Bazen “fad” olarak anılan “aralıklı” oruç tutma, son yıllarda hayatının artması ve kanserden kurtulmanın yararlarından dolayı popüler olmuştur.

Gerçekten de, bazı hayvan çalışmaları aralıklı açlığın kanser riskini azaltabildiğini gösterirken, gözlemsel çalışmalar dinlerini oruç tutan insanların düzenli olarak daha hızlı yaşamayanlara göre daha uzun yaşadığını göstermiştir.

Ancak aralıklı oruç için de olumsuzluklar olabilir mi? İspanya’nın Barselona kentinde düzenlenen Avrupa Endokrinoloji Toplumu Yıllık Toplantısı’nda sunulan araştırmalar, diyet uygulamasının kişinin metabolizmasında ciddi sonuçlar doğurabileceğini göstermektedir.

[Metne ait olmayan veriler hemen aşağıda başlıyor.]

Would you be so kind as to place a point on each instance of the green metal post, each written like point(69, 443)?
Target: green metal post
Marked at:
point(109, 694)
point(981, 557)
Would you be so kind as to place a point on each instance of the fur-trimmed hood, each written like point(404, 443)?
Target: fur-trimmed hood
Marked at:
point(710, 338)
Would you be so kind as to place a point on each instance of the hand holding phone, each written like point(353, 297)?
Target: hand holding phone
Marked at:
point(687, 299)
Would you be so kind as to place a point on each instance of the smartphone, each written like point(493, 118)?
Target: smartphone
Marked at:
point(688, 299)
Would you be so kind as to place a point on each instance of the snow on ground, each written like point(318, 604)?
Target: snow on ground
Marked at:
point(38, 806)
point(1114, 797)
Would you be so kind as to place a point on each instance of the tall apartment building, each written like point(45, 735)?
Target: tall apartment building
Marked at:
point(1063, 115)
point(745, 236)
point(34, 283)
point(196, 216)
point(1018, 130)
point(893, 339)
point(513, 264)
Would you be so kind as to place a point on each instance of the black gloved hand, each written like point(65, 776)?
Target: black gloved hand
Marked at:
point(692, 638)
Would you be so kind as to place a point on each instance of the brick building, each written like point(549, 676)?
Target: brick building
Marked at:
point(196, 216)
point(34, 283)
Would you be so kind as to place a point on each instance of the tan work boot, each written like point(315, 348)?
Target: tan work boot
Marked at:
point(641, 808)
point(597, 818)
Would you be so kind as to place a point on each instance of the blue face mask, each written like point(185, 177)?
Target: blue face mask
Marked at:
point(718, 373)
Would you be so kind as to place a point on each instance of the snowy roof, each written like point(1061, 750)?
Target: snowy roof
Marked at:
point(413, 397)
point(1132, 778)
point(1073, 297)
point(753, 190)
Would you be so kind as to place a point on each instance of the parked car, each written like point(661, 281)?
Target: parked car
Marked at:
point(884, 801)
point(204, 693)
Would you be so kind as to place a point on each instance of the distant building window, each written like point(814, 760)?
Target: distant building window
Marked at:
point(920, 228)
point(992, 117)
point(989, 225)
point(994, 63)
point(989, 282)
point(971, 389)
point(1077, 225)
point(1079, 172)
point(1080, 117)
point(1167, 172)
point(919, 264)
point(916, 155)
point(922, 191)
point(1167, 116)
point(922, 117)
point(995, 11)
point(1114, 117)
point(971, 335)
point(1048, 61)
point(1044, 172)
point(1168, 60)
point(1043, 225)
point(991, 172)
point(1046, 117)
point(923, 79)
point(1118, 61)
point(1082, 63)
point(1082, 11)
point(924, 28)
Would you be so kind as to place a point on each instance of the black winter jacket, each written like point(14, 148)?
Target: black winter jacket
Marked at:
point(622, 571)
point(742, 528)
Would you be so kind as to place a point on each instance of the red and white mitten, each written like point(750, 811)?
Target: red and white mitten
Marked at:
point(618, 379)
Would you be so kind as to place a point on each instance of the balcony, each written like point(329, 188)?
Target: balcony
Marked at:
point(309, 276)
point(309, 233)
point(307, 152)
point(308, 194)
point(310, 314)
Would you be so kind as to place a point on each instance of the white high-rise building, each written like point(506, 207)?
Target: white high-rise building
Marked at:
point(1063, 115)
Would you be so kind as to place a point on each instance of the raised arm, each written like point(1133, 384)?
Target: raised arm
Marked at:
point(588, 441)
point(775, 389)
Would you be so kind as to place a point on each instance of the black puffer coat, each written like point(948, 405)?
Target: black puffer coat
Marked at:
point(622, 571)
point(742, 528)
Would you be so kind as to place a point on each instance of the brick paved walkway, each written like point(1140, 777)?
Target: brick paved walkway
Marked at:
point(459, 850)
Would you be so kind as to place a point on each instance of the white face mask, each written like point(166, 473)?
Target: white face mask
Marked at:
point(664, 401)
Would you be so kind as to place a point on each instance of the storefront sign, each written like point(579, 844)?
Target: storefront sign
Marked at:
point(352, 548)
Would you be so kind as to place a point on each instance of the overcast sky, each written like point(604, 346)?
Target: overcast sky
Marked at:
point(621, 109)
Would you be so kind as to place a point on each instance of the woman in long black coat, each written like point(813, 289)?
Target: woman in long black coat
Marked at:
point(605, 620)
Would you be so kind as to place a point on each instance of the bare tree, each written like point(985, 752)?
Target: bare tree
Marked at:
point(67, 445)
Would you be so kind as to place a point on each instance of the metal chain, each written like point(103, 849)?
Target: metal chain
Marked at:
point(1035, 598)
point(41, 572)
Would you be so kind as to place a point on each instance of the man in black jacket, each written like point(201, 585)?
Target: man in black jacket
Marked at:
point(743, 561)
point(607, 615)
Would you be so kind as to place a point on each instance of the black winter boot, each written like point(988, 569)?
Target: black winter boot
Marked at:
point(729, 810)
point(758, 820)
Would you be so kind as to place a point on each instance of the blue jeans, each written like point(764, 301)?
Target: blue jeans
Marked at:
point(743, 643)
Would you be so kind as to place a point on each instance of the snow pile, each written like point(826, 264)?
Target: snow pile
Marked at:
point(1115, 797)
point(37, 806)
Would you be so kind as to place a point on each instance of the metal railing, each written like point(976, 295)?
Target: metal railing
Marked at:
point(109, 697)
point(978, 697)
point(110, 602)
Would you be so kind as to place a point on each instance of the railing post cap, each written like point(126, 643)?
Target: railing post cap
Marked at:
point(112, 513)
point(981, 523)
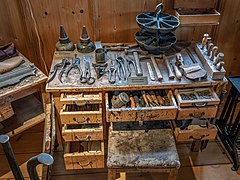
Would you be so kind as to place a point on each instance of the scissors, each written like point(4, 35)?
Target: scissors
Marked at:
point(87, 77)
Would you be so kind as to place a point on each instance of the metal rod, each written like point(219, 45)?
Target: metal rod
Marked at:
point(4, 140)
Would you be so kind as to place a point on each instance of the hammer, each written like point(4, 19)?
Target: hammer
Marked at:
point(135, 53)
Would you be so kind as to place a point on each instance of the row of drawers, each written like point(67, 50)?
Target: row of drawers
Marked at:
point(82, 113)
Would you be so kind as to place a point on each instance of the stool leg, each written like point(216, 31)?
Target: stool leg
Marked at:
point(112, 174)
point(173, 174)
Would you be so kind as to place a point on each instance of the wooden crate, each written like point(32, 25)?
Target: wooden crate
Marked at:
point(142, 113)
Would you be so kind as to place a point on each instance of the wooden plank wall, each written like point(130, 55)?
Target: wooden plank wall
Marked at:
point(106, 20)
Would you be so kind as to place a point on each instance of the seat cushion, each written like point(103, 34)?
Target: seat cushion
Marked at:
point(142, 149)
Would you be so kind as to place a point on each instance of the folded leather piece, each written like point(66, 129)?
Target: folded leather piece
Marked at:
point(8, 51)
point(9, 64)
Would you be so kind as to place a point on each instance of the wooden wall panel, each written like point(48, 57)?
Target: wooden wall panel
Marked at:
point(106, 20)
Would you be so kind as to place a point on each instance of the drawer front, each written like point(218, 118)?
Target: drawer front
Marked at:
point(190, 113)
point(81, 99)
point(84, 160)
point(195, 134)
point(196, 97)
point(90, 134)
point(142, 113)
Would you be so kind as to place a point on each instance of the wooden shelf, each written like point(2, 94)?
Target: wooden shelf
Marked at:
point(28, 112)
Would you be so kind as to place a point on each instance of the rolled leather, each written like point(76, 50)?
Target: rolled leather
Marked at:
point(8, 51)
point(9, 64)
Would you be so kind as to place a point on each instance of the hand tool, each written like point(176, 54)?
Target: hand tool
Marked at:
point(64, 44)
point(159, 98)
point(100, 69)
point(87, 77)
point(11, 63)
point(220, 65)
point(136, 101)
point(85, 45)
point(17, 75)
point(121, 68)
point(177, 72)
point(4, 140)
point(130, 61)
point(151, 74)
point(112, 71)
point(65, 62)
point(145, 98)
point(75, 64)
point(214, 52)
point(204, 40)
point(43, 158)
point(154, 97)
point(132, 102)
point(209, 48)
point(170, 73)
point(219, 58)
point(135, 53)
point(157, 70)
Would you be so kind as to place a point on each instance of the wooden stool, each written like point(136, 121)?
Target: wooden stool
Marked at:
point(141, 151)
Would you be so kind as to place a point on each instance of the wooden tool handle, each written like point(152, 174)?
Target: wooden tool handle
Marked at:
point(157, 70)
point(145, 98)
point(132, 102)
point(154, 97)
point(138, 65)
point(177, 72)
point(170, 73)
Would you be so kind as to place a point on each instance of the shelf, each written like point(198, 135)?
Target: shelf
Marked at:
point(28, 112)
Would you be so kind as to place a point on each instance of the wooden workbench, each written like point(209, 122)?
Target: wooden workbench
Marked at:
point(72, 85)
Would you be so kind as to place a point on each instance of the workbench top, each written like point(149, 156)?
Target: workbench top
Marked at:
point(73, 84)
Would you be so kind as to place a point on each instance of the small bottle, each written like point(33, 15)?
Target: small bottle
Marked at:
point(85, 45)
point(64, 44)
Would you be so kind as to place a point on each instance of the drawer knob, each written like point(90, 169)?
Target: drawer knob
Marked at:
point(191, 137)
point(82, 104)
point(88, 137)
point(81, 121)
point(86, 164)
point(197, 116)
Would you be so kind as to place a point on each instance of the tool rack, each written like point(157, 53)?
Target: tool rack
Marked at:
point(93, 123)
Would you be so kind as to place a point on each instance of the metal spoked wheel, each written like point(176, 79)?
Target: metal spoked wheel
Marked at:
point(157, 21)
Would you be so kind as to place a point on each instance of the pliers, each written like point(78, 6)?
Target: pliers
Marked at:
point(75, 64)
point(62, 65)
point(112, 72)
point(130, 61)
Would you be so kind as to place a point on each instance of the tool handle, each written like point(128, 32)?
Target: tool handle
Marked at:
point(138, 65)
point(170, 73)
point(157, 70)
point(4, 140)
point(177, 72)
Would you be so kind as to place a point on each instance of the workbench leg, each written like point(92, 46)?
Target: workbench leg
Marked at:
point(112, 174)
point(196, 146)
point(173, 174)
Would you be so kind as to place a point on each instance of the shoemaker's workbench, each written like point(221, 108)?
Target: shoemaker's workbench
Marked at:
point(83, 109)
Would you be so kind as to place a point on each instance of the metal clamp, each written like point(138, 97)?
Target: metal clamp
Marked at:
point(191, 137)
point(82, 104)
point(197, 116)
point(81, 121)
point(87, 164)
point(88, 137)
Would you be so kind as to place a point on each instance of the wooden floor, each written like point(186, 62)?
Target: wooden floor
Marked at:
point(210, 164)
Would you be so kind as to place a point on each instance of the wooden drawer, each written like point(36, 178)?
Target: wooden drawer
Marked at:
point(81, 99)
point(195, 132)
point(89, 132)
point(93, 158)
point(142, 113)
point(196, 97)
point(73, 114)
point(194, 112)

Spesifik olarak, Brezilya’daki São Paulo Üniversitesi’nde bir araştırmacı olan Ana Cláudia Munhoz Bonassa tarafından yönetilen yeni çalışma, aralıklı açlığın pankreasın normal aktivitesini ve insülin üretimini azaltabileceğini ve bunun da Tip 2 diyabet riski.

Aralıklı açlık diyabetlere yol açabilir

Araştırmacılar, kısa bir süreliğine oruç tutmanın oksidatif stresi ve serbest radikallerin üretimini artırdığını ileri süren eski çalışmalarla çaba gösterdiler.

Yaşlanma sürecini hızlandırmak ve DNA’mıza zarar vermek, kanser, kardiyovasküler hastalık ve nörodejenerasyon riskini arttırmak için oksidatif stres ve aşırı serbest radikal seviyeleri önerilmiştir.

Aralıklı oruç tutmanın serbest radikal ürettiğini anlamak için Bonassa ve meslektaşları, 3 aylık bir süre boyunca diyete sağlıklı, yetişkin sıçanlar yerleştirdiler.

Bu süre zarfında, araştırmacılar kemirgenlerin insülin düzeylerini ve işlevlerini, vücut ağırlığını ve serbest radikal seviyelerini ölçüp izlediler.

Diyet süresinin sonunda, fareler beklendiği gibi kilo verdiler. Ancak, vücut yağlarının dağılımı beklenmedik bir şekilde değişti.

Kemirgenlerin karnındaki yağ dokusu miktarı arttı. Son zamanlarda yapılan çalışmalarda, göbek yağının, tip 2 diyabetle derinden bağlantılı olduğu ve bazı araştırmaların, öncekinin ikincisine yol açabileceği bir moleküler mekanizma olduğunu ileri sürdüğü gösterilmiştir.

Ek olarak, Bonassa ve meslektaşları insülin salgılayan pankreatik hücrelerin yanı sıra daha yüksek seviyelerde serbest radikaller ve insülin direncinin belirtilerini de buldular.

Çalışmanın baş yazarı, bulguları şöyle yorumladı: “Aralıklı açlık diyetlerini tercih eden aşırı kilolu veya obez insanların zaten insülin direncine sahip olabileceğini düşünmeliyiz.”

“[S] o,” Bonassa devam ediyor, “Bu diyet erken olmasına rağmen, hızlı kilo kaybı, uzun vadede, tip 2 diyabet gelişimi gibi, sağlıklarına potansiyel olarak ciddi zararlı etkileri olabilir.”

“Bu, kilo vermeye rağmen aralıklı açlık diyetlerinin, normal sağlıklı bireylerde diyabet ve ciddi sağlık sorunlarına yol açabilecek pankreaslara zarar verebileceğini ve insülin fonksiyonunu etkileyebileceğini gösteren ilk çalışmadır.”

Ana Cláudia Munhoz Bonassa

Gelecekte, bilim adamları aralıklı açlığın pankreas ve insülin hormonunun normal işleyişi üzerindeki zararlı etkilerini daha ayrıntılı olarak incelemeyi planlamaktadır.